Mr. AMRO noted that the League of Arab States had taken a number of initiatives to establish chambers of commerce in Europe, adding that the creation of a fund or chamber, as in Chile, could help to elevate Palestinian issues to the State level.
Ms. MASSIS added that Palestinians must also generate their own progress in order to achieve the desired results.
In a second round of comments and questions, one speaker reiterated that he would not stop fighting for a Palestinian State, the right of return and the release of Palestinian political prisoners.
Another participant described how the Palestinian community in Chile could work with others in Latin America, pointing out that there were an estimated 500,000 Palestinians in Chile. There were several political, financial and social institutions in Santiago, as well as foundations, women’s groups and four youth organizations, one of them founded by the late President Arafat. Chile also had 19 Arab members of Congress.
A participant from Cuba said the Palestinians diaspora in the island nation maintained deep and broad links with those in Chile. Regarding Panama, he said the Arab-American Federation would hold its next meeting in Panama City this July as a signal to the President that it did not agree with what he was doing.
VERA BABOUN, Mayor of Bethlehem said in that context that in the coming week, the Knesset would vote on the “adjustment law”, which would legalize 4,000 settlement units and confiscate 800 hectares of land. If passed, the Israeli civil law would be applied in the West Bank for the first time.
The Permanent Representative of Ecuador to the United Nations said he had never seen political activity as intense as Israel’s, which believed it would win the support of the new Administration in the United States. Noting that Ecuador’s Permanent Mission had been the subject of unprecedented attacks by Israeli representatives at the United Nations, he said the General Assembly had nevertheless adopted more than 20 resolutions during its last session, signalling Israel’s isolation. More than 180 States had condemned its practices, with the exception of the United States, Canada, Marshall Islands, Vanuatu and perhaps others, he said, emphasizing that while the Palestinian cause was entering the universal consciousness, many challenges required the diaspora to step up its efforts.
MARÍA RUBIALES DE CHAMORRO (Nicaragua) read out a draft declaration outlining the agreement of Palestinian communities in Belize, Guatemala, El Salvador, Honduras, Costa Rica, Panama, Chile, Cuba and Nicaragua to enhance cooperation among diaspora members and harmonize efforts to end the occupation.

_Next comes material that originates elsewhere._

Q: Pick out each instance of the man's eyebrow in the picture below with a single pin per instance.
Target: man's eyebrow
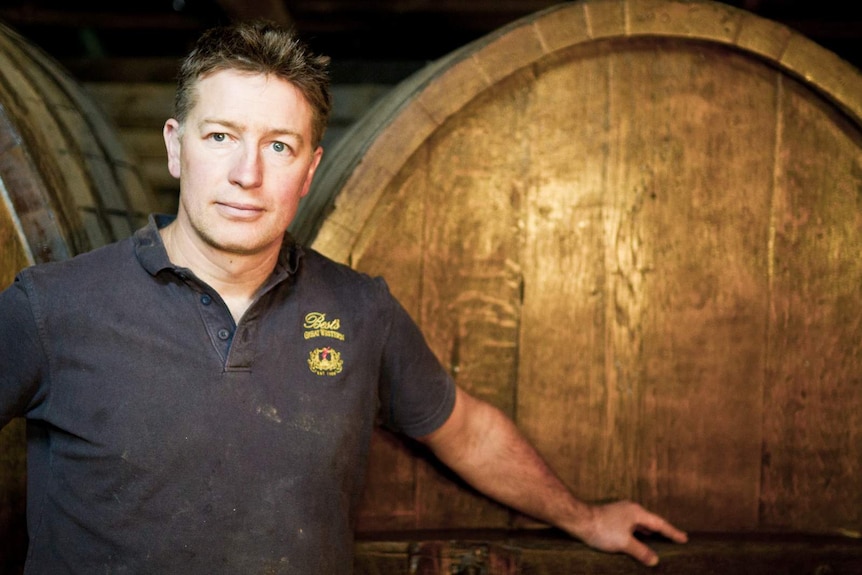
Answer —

They decided to ensure the highest level of participation in the diaspora meeting to take place later in 2017. Further, they agreed to participate in civil society meetings during the New York event in June marking the anniversary of the Israeli occupation, pledging to strengthen efforts to work as a regional bloc to influence Governments, civil society and others in defence of Palestinian rights.
RIYAD MANSOUR, Permanent Observer for the State of Palestine, suggested adding to the declaration a reference to the two mayors present today. The round table would give strength to all Palestinians, he said, emphasizing his certainty that diaspora members would do their utmost in 2017 to lobby for Governments to implement resolution 2334 (2016).
Mr. DJANI (Indonesia), Committee Vice-Chairman, pledged to work continuously to restore freedom to Palestine. “Time is of the essence,” he said, emphasizing that 50 years of occupation was 50 years too many. There was much to do, he added, announcing that later in 2017, the Committee and the Organization of Islamic Cooperation would convene a conference on Jerusalem.